Schöpfung gegen Widerstände

Interview

Schöpfung gegen Widerstände

Die Sagrada Família ist eine Basilika im Bau. Filmregisseur Stefan Haupt war vom ersten Moment an fasziniert.

Seit 140 Jahren, seit der Grundsteinlegung 1882, wird an der Sagrada Família gebaut. Was meinen Sie: Wird sie jemals vollendet werden?

Leider ja.

Leider?

Ein Arbeiter, der an der Sagrada Família mitbaut, sagte sinngemäss: Das Wichtigste daran sei das Bauen, also der Prozess. Gemeinsam an etwas dran sein, das immer weiter wächst und immer weiter belebt wird.

Sie haben einen Dokumentarfilm über die Sagrada Família verwirklicht. Warum?
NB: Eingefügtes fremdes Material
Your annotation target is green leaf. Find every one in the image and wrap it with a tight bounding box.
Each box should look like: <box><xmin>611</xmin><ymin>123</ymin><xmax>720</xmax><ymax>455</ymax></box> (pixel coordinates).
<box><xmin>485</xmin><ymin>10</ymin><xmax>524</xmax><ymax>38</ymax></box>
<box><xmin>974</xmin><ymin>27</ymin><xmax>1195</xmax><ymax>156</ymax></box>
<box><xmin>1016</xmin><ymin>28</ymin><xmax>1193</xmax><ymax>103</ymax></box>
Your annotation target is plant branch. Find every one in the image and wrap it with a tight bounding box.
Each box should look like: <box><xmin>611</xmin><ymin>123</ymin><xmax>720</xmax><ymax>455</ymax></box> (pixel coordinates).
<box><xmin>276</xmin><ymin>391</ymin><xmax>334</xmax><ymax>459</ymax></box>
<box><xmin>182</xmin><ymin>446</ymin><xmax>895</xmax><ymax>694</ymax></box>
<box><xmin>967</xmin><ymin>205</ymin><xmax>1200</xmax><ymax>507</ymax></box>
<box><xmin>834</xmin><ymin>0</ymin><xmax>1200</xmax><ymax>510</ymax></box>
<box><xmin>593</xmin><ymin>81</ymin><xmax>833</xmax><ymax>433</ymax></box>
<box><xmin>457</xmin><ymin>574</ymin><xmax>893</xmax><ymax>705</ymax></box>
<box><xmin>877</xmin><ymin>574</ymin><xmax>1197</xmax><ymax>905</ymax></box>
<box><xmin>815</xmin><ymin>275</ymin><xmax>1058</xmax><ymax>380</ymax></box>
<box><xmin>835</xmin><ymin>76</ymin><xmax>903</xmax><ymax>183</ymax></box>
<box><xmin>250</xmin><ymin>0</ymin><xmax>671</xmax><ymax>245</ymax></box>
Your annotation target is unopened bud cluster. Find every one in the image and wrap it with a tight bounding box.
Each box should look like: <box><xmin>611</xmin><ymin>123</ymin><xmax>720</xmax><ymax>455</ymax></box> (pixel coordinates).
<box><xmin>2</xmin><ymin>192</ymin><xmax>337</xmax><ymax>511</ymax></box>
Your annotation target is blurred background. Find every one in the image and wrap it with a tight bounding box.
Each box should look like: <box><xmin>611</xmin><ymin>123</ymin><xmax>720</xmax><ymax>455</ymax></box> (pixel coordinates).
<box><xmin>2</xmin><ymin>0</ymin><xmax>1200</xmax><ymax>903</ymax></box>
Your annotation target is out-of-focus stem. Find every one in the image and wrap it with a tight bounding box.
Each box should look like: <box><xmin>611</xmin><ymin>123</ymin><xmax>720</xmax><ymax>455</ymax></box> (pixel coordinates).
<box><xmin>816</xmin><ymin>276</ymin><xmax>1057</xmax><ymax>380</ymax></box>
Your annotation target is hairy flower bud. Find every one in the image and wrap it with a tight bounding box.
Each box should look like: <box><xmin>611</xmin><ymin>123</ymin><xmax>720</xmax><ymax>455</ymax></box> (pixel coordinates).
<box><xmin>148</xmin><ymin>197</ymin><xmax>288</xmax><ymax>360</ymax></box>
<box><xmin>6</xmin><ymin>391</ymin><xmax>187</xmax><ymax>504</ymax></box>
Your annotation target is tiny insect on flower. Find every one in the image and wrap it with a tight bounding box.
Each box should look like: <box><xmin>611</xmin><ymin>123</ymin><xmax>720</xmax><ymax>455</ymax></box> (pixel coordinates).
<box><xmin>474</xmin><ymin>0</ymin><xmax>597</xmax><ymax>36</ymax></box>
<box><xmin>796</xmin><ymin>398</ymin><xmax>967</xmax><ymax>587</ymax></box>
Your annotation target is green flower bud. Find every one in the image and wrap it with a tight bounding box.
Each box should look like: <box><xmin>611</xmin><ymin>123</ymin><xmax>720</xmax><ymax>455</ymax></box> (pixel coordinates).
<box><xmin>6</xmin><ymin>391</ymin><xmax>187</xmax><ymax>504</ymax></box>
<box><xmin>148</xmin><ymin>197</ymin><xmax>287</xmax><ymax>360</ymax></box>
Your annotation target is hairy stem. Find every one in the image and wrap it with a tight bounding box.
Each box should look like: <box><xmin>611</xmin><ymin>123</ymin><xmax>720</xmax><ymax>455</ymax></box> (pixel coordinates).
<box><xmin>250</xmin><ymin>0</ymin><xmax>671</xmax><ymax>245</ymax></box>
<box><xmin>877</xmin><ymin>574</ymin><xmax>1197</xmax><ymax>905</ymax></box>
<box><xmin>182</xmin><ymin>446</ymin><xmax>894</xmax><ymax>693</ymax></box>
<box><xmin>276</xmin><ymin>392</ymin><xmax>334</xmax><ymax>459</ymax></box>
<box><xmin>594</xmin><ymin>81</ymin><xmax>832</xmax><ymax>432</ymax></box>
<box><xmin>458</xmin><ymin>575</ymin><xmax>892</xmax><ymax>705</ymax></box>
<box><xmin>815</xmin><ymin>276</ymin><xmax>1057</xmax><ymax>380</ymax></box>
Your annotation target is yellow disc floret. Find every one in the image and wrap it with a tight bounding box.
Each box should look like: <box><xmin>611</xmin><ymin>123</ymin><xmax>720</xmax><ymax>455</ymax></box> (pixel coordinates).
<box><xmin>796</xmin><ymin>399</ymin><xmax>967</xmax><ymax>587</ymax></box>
Ich war 2007 in Barcelona für einen anderen Film und ging in die Sagrada Família, per Zufall und weil es mich interessiert hat. Glücklicherweise war sie damals auch im Innenraum noch im Bau, wie man es auch im Film sieht: Presslufthammer, lärmig und staubig, irgendwo war ein Radio angestellt, Arbeiter, die geraucht haben, daneben ein Schild «Silencio por favor». Ein solches Werk im Bau zu erleben, hat mich begeistert.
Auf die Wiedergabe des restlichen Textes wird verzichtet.